This #RaisedBed is where things first got serious toward growing food. Early on there had been random tomato attempts here and there, but nothing amounted to much. Fruit trees were being planted simultaneously. It’s amazing how much one needs to learn, even to grow tomatoes.
Left to right, facing south.
It’s all about building soil. Reading “One-Straw Revolution” ~ Masanobu Fukuoka, about the renowned revolutionary farmer in Japan last night, I was reminded of just how important it is to “First Do No Harm” and let nature be the guide. His second of four major rules is “NO CHEMICAL FERTILIZER OR PREPARED COMPOST”. Asterisked, below it clarifies that “For fertilizer Mr. Fukuoka grows a leguminous ground cover of white clover, returns the threshed straw to the fields, and adds a little poultry manure.”
Later in the book he says it is sometimes necessary early on to do things, but that gradually, refraining from other than what would happen in nature is recommended. So I have added bagged compost and brought in straw to cover the ground. I am using clover, but it takes a lot of water, so I need to try other cover crops. I have Buckwheat seeds to try. “Buckwheat grows in soils with poor fertility and requires little water after germination.” Of course, Mr. Fukuoka had acreage and was growing fields of rice and winter grains along with orchards of citrus.
The main thing is to learn what nature does and try to mimic it.
I try things in different locations and conditions to see what works best here in the Southeastern desert of Arizona. This is the east most corner and has shade off and on. It makes a great sitting area and doggy traffic-watching spot. I left some fence slats off so they had a place to sit and stare.
Anyone who will come and see these fields and accept their testimony, will feel deep misgivings over the question of whether or not humans know nature, and of whether or not nature can be known within the confines of human understanding. ~ Masanobu Fukuoka, The One-Straw Relolution, pg. 29
Methods of insect control which ignore the relationships among the insects themselves are truly useless. ~ pg. 27
Monday I was in the #SouthFortyTriangleLot watering when a snake slithered along the edge of the fence footer. I was almost upon it. I jumped back and skedaddled, but tried to remain calm and get some kind of view of it. It didn’t appear to have a rattler. It went quickly, but seemed docile.
To the best of my recollection, this web image represents what I saw.
It went missing. I think it has a home under the patio slab. I have been tip-toeing around, trying to believe it’s a good thing to have around.
It’s not always easy to allow nature to have Her way. We want control.
Nature is the teacher. I try so hard to listen.
I have caught cottontail bunnies making escape several times lately and they always head for the gate gaps, so I have installed chicken-wire foils to encourage them to stay out. Ceramic bunnies are all I want to see. This one got crowded out of the strawberry pot, so got brought up here where there is a sweet potato slip to watch and a garlic I forgot I pushed in there.

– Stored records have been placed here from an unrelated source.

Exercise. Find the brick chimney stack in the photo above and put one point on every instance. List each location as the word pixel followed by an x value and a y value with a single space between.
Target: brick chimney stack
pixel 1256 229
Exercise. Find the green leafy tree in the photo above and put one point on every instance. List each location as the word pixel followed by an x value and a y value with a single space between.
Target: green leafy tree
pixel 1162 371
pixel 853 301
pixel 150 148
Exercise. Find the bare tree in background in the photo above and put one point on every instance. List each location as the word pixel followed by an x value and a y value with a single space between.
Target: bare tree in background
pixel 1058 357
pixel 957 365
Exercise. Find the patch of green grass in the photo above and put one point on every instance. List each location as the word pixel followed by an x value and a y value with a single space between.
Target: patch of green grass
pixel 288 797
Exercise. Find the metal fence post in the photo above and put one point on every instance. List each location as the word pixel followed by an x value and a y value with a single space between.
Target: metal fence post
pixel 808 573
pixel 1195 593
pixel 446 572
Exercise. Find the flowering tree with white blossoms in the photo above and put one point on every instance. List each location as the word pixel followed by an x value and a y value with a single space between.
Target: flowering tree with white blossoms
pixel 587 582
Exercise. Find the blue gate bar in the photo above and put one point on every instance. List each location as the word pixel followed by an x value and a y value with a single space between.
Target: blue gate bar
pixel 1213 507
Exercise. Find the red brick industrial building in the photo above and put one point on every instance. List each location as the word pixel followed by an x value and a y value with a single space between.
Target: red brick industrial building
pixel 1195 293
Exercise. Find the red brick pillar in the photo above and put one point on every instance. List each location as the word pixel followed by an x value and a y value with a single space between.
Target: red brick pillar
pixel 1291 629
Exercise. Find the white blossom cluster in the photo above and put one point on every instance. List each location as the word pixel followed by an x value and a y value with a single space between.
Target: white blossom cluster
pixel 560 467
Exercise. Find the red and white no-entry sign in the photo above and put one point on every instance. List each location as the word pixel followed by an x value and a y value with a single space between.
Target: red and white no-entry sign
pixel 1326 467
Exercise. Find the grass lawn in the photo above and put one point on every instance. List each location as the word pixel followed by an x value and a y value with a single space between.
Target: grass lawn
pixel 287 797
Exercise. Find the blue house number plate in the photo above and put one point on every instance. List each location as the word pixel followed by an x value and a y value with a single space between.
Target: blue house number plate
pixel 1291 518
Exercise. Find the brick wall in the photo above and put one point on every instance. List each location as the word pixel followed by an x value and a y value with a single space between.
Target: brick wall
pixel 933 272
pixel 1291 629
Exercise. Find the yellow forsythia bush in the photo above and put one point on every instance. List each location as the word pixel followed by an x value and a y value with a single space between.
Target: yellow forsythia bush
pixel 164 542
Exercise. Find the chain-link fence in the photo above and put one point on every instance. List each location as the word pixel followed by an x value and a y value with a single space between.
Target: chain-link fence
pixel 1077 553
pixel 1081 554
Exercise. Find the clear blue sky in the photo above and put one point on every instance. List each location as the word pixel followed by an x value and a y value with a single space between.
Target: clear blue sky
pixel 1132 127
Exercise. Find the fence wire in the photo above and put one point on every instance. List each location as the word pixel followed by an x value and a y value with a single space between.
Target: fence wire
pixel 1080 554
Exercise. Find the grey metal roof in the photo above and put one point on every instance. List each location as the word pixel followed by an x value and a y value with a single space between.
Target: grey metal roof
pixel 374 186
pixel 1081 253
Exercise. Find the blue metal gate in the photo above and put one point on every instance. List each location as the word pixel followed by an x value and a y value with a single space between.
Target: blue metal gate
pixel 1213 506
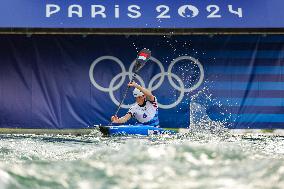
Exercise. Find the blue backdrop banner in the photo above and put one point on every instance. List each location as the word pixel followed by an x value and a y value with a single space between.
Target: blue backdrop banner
pixel 142 14
pixel 76 81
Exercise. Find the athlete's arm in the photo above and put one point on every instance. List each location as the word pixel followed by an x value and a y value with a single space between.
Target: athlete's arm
pixel 124 119
pixel 146 92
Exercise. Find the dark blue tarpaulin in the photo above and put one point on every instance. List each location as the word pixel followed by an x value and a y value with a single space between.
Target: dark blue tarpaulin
pixel 76 81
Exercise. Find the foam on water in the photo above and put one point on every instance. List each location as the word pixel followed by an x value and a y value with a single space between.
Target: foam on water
pixel 208 156
pixel 181 161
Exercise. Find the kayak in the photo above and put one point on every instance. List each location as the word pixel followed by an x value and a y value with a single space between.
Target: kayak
pixel 133 130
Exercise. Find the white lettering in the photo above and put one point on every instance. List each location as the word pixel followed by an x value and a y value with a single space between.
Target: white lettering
pixel 75 9
pixel 116 11
pixel 134 9
pixel 163 10
pixel 51 9
pixel 239 12
pixel 101 11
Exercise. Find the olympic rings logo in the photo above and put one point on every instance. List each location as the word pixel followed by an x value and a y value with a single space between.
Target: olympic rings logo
pixel 161 76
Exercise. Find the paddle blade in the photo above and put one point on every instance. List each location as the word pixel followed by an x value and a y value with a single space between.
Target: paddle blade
pixel 143 56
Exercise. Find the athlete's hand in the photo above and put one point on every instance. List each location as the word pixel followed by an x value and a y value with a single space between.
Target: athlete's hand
pixel 114 119
pixel 132 84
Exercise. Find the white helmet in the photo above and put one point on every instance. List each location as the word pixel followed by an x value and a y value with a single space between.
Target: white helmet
pixel 137 93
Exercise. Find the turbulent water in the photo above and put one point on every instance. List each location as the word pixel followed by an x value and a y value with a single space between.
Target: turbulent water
pixel 182 161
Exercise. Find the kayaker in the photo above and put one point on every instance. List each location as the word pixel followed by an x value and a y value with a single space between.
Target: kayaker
pixel 145 110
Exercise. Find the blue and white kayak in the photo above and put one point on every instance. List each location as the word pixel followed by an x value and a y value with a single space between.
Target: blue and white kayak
pixel 133 130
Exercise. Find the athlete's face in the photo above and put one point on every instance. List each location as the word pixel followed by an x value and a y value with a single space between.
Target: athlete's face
pixel 140 99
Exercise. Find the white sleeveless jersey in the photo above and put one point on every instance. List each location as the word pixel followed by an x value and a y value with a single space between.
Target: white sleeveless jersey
pixel 147 114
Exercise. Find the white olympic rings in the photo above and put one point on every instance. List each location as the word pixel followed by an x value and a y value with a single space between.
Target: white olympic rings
pixel 181 88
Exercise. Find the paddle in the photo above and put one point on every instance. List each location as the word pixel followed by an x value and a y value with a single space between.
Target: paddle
pixel 143 56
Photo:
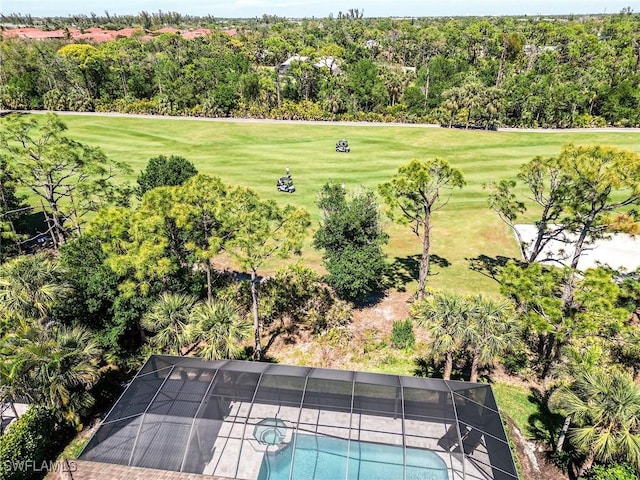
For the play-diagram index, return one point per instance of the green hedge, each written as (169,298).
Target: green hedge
(30,445)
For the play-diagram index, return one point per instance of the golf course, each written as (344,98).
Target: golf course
(255,154)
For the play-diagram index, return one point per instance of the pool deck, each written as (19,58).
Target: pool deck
(237,454)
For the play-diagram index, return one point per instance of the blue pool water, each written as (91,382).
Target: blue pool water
(325,458)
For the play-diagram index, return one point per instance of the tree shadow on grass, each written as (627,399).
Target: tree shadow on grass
(404,270)
(489,266)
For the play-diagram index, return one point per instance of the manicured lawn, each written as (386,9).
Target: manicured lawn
(256,154)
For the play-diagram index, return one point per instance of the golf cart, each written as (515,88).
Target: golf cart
(285,184)
(342,146)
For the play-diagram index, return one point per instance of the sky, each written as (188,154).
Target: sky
(316,8)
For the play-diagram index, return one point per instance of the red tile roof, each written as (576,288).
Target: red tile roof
(97,34)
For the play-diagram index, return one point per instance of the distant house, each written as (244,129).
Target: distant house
(326,62)
(99,35)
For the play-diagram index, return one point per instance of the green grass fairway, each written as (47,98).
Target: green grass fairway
(255,155)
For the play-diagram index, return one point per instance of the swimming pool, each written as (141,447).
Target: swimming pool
(325,458)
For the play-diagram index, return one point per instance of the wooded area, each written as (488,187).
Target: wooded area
(471,72)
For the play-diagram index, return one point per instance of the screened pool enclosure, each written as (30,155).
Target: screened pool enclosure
(261,421)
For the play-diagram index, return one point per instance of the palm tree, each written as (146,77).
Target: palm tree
(445,317)
(169,318)
(220,328)
(30,285)
(52,367)
(605,407)
(491,330)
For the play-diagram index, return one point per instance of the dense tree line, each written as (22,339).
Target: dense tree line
(181,271)
(529,72)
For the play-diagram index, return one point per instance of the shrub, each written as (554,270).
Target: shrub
(30,444)
(615,471)
(402,335)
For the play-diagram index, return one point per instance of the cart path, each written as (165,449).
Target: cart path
(331,123)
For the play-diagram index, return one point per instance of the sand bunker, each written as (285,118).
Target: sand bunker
(620,251)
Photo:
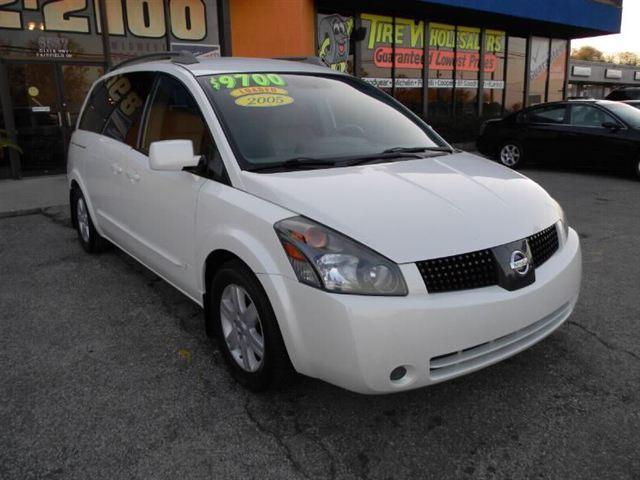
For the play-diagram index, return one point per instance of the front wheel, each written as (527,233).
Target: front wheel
(247,329)
(511,154)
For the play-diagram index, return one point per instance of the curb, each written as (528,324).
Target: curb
(28,211)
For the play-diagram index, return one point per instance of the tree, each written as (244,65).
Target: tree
(587,53)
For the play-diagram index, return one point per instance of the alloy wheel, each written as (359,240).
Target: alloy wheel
(510,155)
(82,215)
(241,328)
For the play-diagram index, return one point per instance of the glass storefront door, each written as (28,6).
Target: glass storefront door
(46,100)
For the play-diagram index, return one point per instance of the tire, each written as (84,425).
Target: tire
(88,236)
(243,320)
(511,154)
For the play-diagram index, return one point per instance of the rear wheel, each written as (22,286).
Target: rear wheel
(247,329)
(511,154)
(89,237)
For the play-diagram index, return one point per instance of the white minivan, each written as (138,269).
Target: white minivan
(323,227)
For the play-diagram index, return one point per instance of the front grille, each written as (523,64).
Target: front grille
(543,244)
(460,272)
(480,269)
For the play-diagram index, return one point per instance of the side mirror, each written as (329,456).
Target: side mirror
(172,155)
(613,126)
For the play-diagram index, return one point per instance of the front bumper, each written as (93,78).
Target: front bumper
(355,341)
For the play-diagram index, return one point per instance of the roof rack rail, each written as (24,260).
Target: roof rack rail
(312,60)
(182,57)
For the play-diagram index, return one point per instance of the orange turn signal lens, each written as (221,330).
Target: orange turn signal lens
(316,237)
(293,252)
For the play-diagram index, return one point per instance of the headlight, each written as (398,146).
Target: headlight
(564,227)
(326,259)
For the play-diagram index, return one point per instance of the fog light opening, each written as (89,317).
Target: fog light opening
(402,375)
(398,373)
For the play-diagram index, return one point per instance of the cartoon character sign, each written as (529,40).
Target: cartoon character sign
(333,40)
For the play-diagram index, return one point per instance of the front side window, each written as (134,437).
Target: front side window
(115,106)
(588,116)
(554,114)
(126,95)
(272,118)
(174,115)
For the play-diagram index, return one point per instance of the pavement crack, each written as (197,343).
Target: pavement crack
(278,439)
(603,342)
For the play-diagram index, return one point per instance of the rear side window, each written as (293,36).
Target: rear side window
(174,115)
(625,94)
(553,114)
(589,116)
(115,106)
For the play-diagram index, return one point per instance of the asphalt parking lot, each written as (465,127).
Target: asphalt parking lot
(105,372)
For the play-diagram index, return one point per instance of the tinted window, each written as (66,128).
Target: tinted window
(554,114)
(275,117)
(115,106)
(97,110)
(127,95)
(589,116)
(624,94)
(174,115)
(630,115)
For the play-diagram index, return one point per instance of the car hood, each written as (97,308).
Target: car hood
(415,209)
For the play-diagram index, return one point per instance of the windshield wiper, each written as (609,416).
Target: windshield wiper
(390,154)
(298,163)
(418,149)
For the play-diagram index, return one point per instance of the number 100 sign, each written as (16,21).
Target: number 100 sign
(141,18)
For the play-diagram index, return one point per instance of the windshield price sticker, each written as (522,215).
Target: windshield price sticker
(246,80)
(264,100)
(239,92)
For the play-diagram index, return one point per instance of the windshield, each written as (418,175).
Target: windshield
(274,118)
(628,114)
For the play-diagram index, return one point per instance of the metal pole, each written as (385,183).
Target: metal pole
(393,61)
(454,71)
(425,69)
(104,26)
(527,72)
(9,124)
(565,87)
(224,28)
(546,85)
(167,24)
(504,73)
(483,49)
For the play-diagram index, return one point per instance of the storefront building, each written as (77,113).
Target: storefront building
(450,61)
(598,79)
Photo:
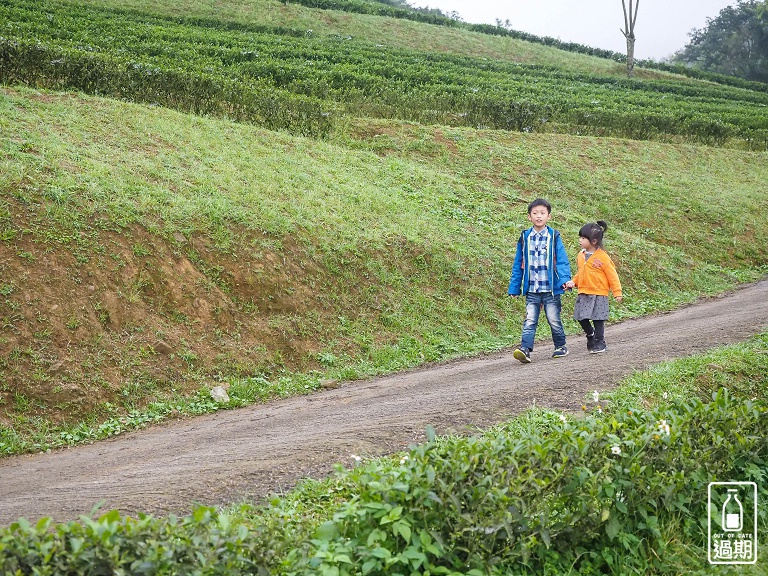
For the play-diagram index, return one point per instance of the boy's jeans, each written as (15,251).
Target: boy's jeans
(533,304)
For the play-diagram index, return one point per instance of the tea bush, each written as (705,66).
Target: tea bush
(591,496)
(587,496)
(307,84)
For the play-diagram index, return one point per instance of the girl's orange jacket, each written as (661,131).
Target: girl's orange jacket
(597,275)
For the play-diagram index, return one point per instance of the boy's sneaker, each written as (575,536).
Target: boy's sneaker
(523,355)
(590,342)
(598,347)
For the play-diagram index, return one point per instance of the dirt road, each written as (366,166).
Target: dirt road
(252,452)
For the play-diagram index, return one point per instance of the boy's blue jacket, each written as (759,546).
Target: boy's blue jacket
(558,265)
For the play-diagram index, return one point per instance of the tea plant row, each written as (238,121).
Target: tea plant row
(306,83)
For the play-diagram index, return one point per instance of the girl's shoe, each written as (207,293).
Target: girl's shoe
(561,352)
(522,354)
(598,347)
(590,342)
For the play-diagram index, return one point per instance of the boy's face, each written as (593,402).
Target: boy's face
(539,216)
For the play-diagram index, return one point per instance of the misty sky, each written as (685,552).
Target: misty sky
(662,25)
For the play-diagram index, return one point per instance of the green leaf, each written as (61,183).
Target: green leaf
(327,531)
(613,527)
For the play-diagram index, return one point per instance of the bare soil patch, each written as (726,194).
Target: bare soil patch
(255,451)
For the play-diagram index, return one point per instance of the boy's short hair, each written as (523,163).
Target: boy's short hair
(540,202)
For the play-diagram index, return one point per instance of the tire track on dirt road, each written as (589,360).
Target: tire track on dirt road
(254,451)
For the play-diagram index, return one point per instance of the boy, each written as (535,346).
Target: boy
(540,271)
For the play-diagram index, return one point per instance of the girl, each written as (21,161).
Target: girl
(595,278)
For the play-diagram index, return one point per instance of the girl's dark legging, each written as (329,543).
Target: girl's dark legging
(598,330)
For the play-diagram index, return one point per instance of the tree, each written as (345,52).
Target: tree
(630,17)
(734,43)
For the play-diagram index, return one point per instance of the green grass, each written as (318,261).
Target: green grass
(381,248)
(298,532)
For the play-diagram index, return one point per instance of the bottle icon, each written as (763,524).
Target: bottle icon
(733,512)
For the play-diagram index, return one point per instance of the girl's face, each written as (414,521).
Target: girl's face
(585,243)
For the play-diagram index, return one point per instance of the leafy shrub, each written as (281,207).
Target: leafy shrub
(588,496)
(591,496)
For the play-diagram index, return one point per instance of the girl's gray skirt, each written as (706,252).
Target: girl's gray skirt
(591,307)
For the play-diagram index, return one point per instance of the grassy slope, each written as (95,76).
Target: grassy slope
(146,252)
(250,252)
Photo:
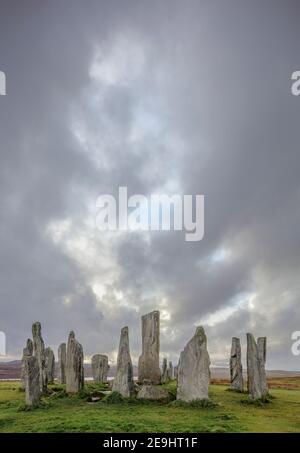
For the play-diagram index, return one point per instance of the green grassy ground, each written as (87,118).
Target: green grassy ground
(61,413)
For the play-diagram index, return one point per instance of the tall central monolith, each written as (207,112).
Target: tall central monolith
(148,368)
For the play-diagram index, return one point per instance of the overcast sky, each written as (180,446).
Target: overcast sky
(164,96)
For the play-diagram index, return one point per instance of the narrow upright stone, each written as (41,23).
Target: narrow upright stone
(256,359)
(193,372)
(123,382)
(236,369)
(262,353)
(74,365)
(175,372)
(39,353)
(100,367)
(50,365)
(164,372)
(28,350)
(148,367)
(170,372)
(62,359)
(31,379)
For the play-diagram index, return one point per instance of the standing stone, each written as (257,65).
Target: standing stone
(175,372)
(39,353)
(50,365)
(32,379)
(236,369)
(148,367)
(74,365)
(256,359)
(193,372)
(170,372)
(28,350)
(262,352)
(164,372)
(123,382)
(62,358)
(100,367)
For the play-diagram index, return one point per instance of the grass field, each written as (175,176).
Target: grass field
(231,413)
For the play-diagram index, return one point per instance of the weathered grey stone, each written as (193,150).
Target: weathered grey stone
(175,372)
(74,365)
(151,392)
(236,369)
(39,353)
(50,365)
(123,382)
(193,372)
(262,352)
(148,367)
(100,367)
(32,380)
(28,350)
(164,372)
(256,359)
(170,372)
(62,359)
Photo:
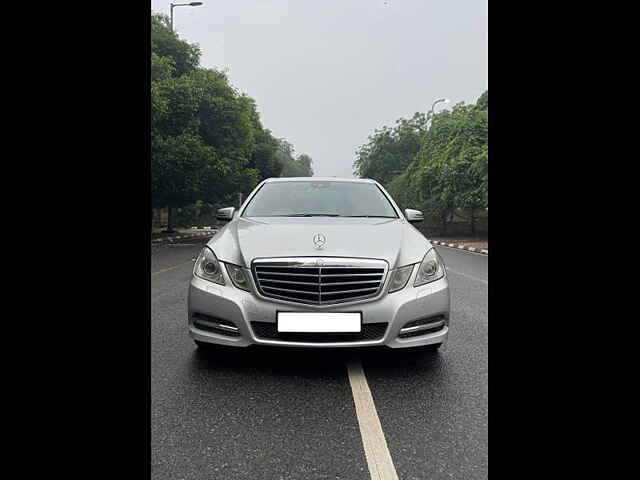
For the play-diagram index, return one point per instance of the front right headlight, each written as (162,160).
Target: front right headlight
(431,269)
(208,267)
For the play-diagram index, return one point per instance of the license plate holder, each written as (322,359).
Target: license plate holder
(319,322)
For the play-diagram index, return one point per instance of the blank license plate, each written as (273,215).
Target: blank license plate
(319,322)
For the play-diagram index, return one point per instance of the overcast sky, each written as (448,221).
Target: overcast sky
(326,73)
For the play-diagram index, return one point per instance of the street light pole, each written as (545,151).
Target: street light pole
(191,4)
(445,100)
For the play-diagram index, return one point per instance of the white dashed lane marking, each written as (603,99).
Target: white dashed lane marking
(375,445)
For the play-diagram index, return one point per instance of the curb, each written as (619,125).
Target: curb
(483,251)
(209,233)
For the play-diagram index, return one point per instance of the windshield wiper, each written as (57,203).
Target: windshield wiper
(312,215)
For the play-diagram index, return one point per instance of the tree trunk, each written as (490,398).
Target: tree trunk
(169,220)
(473,222)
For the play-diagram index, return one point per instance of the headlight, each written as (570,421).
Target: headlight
(431,268)
(237,276)
(208,267)
(400,278)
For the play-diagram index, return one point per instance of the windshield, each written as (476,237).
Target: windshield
(331,199)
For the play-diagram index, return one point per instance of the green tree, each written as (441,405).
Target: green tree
(448,170)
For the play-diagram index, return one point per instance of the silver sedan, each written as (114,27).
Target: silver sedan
(319,262)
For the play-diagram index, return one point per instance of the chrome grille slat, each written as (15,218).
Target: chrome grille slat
(291,290)
(345,279)
(349,291)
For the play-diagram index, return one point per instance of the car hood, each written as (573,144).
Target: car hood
(245,239)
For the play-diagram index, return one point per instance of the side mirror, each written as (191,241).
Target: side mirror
(225,214)
(413,216)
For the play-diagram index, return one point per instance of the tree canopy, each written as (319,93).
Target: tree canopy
(207,140)
(442,169)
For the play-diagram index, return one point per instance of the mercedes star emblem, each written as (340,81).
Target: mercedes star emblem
(319,240)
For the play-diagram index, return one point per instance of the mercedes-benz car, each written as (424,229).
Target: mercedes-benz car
(319,262)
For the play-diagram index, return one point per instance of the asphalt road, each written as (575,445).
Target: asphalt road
(289,414)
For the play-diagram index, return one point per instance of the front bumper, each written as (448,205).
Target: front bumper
(241,308)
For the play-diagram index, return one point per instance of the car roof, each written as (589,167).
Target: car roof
(319,179)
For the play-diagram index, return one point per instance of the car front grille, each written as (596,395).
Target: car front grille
(319,280)
(269,331)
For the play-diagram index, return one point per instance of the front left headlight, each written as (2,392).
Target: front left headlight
(208,267)
(238,276)
(400,278)
(431,268)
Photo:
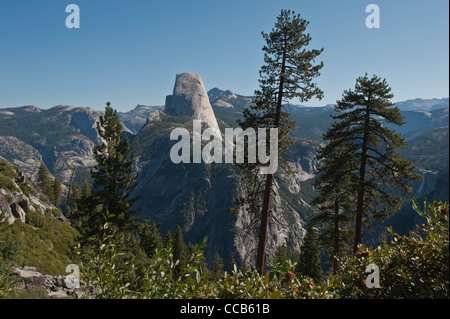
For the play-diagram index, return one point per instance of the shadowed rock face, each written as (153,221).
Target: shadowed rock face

The chaste tree is coming in to bloom. It won’t be long before I see hummingbird moths. They look so much like hummingbirds.
Gertie has been my walk-around companion as of late, since Little Red-Haired Girl wants to find a spot and spectate now.
Four artichoke have been harvested, but not cooked yet. Others are being left to flower. I understand they make great dried specimens. The chard and beet pods have been removed to save for seed and now this needs new plantings. This is the #1HugelkulturBed and is being allowed to meld into the surrounds.
This seems to be a good time to take pictures. Both sides, East and West turned out good today. The morning was balmy, quiet because “Schools Out For Summer”, with just birdsong for music and a hint of a cool breeze. A slight cloud covering. It’s A Wonderful Life.